Saya sedang menulis sebuah bab soal hukum dalam buku yang sangat menarik mengenai 100 tahun kebangkitan bangsa. Selagi dalam proses berpikir dan mendaftar referensi yang harus saya dapatkan di LevLib, saya semakin merasa bahwa memang sedikit pemikir hukum, yang orang Indonesia, yang berbicara tentang buruknya hukum di masa orde baru pada masa orde baru. Saya tidak bicara orang-orang seperti saya sendiri yang baru mulai bicara setelah orde baru lho. Bukan, melainkan orang yang di tengah represi suharto, mengkritik orde baru.

Sejauh ini saya hanya punya enam nama: adnan buyung nasution, marsillam, benny harman, mahfud m.d., satjipto rahardjo, dan sutandyo. Maksud saya di sini yang akademis. Orang harus membaca pemikiran mereka bila mau riset tentang hukum di masa orde baru.

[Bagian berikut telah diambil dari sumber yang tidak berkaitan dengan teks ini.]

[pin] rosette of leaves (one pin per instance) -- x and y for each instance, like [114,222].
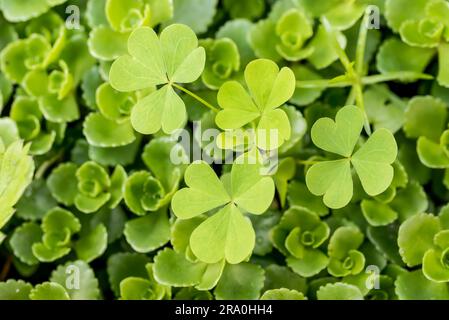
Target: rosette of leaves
[222,62]
[426,120]
[425,26]
[423,239]
[49,67]
[258,109]
[32,128]
[111,126]
[173,57]
[371,162]
[227,234]
[148,194]
[16,173]
[88,187]
[112,21]
[136,288]
[147,191]
[298,236]
[54,239]
[344,258]
[57,228]
[283,38]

Di sisi lainnya, bila riset membutuhkan fakta yang baik tentang hukum di masa orde baru, orang harus membaca laporan-laporan penegakan hukum yang ditulis oleh LBH, yang ditulis oleh orang-orang semacam bambang widjojanto, munir, dadang trisasongko, mas otta, dan lain sebagainya. Jadi ada dua bagian: pada akademisi dan para aktivis (walau mereka sebenarnya in a way merangkap, hanya aktivis seringkali tidak dikategorikan sebagai akademisi karena mereka menuliskan laporan kondisi dan mungkin menganalisis namun tidak mengekstraksinya menjadi suatu teori akademik dalam konteks pemikiran hukum atau tesis atau antitesis. Namun keduanya sama-sama penting!)

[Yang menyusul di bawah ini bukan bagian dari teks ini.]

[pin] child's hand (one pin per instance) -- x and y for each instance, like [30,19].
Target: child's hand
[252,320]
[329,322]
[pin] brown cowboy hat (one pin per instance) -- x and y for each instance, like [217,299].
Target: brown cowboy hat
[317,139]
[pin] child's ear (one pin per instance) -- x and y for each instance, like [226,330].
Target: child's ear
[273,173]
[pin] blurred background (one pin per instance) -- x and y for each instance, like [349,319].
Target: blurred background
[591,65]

Di sisi lainnya, ada juga pemikir-pemikir yang mendukung orde baru. Misalnya sunaryati hartono, mochtar kusumaatmadja, hamid attamimi, dan lain-lain. Bagaimana dengan yusril, jimly asshiddiqie, dan lain sebagainya? Mereka baru “muncul” belakangan. Mereka baru mulai bicara agak keras 1990-an. Sebelumnya, mereka memang tidak mendukung dalam arti mengembangkan pendekatan hukum orde baru seperti konsep “law as a tool of social enginering” a la Mochtar Kusumaatmadja dan pendekatan konsep negara integralistik dalam pembuatan peraturan hasil teorisasi hamid attamimi, tetapi mereka tidak mengkritik pendekatan hukum orde baru.

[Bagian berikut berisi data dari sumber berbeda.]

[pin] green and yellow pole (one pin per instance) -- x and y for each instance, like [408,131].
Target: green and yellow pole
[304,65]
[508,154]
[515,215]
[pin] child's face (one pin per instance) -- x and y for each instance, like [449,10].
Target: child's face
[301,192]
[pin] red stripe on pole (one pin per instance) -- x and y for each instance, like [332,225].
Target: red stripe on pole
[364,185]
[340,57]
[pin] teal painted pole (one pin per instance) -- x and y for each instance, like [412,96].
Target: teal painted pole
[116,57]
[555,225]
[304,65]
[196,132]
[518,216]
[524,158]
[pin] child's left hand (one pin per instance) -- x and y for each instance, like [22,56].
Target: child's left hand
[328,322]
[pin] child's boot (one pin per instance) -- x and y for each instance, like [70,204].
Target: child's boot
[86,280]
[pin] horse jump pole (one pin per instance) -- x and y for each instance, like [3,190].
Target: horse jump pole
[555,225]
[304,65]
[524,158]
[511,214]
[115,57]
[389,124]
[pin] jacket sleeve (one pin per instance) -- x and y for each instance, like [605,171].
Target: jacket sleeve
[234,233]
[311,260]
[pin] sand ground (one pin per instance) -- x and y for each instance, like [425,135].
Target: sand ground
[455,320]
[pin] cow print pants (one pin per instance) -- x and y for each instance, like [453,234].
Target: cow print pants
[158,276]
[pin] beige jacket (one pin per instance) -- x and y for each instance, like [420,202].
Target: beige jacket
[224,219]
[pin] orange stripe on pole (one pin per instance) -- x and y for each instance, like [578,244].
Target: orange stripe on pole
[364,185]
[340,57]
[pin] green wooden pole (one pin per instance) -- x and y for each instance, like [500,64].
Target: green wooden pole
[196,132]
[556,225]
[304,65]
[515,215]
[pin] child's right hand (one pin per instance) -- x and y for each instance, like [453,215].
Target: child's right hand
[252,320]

Tentu saja, konteks berpikir saya ada pada “gagasan besar” hukum, bukan teknis hukum seperti hukum pasar modal, cara berinvestasi di Indonesia. Kita katakan saja: soal gagasan rule of law.


Bagaimana dengan pemikir “non-Indonesia”? Saya hanya terpikir Dan Lev. Itupun dia sebenarnya political scientist yang melihat politik hukum di Indonesia. Lawyer? Mmhh… coba deh bantu pikirkan. Pasti ada juga satu atau dua, juga yang bicara soal hukum investasi dan lain sebagainya. Tapi sekali lagi, saya bicara soal gagasan besar tentang hukum dan juga dilakukan ketika orde baru masih tegak. Satu lagi tentu saja Sebastiaan Pompe. Tapi kategori waktu untuk dia agak tipis. Dan saya kira Dan Lev begitu besar karena dia tidak seperti beberapa penulis luar negeri tentang hukum di Indonesia yang hanya aktif di luar Indonesia dan di belakang meja. Dan Lev adalah juga “aktivis” dan orang yang terjun ke lapangan. Sekali lagi, Sebastiaan Pompe juga begitu dalam derajat yang berbeda.


Nah, saya sendiri belum “lahir” ketika itu (“you were a tiny dot” kata a). Kata frank, helmut kohl pernah bilang “the grace of the late born”. Tapi yang jadinya harus dipikirkan adalah: bagaimana melahirkan generasi pemikir hukum berikutnya. Dan sekali lagi, “pemikir hukum” di sini dalam arti “pemikir gagasan besar” soal hukum. Pertanyaannya kemudian: gagasan besar untuk “siapa”? Di sinilah saya kira, PSHK harus mulai berkontribusi dengan mengembangkan suatu school of thought. Socially responsible law bisa menjadi kata kuncinya. Apa itu “socially responsible law? Kali berikutnya akan kita bicarakan (mudah-mudahan nggak males nulis :-)).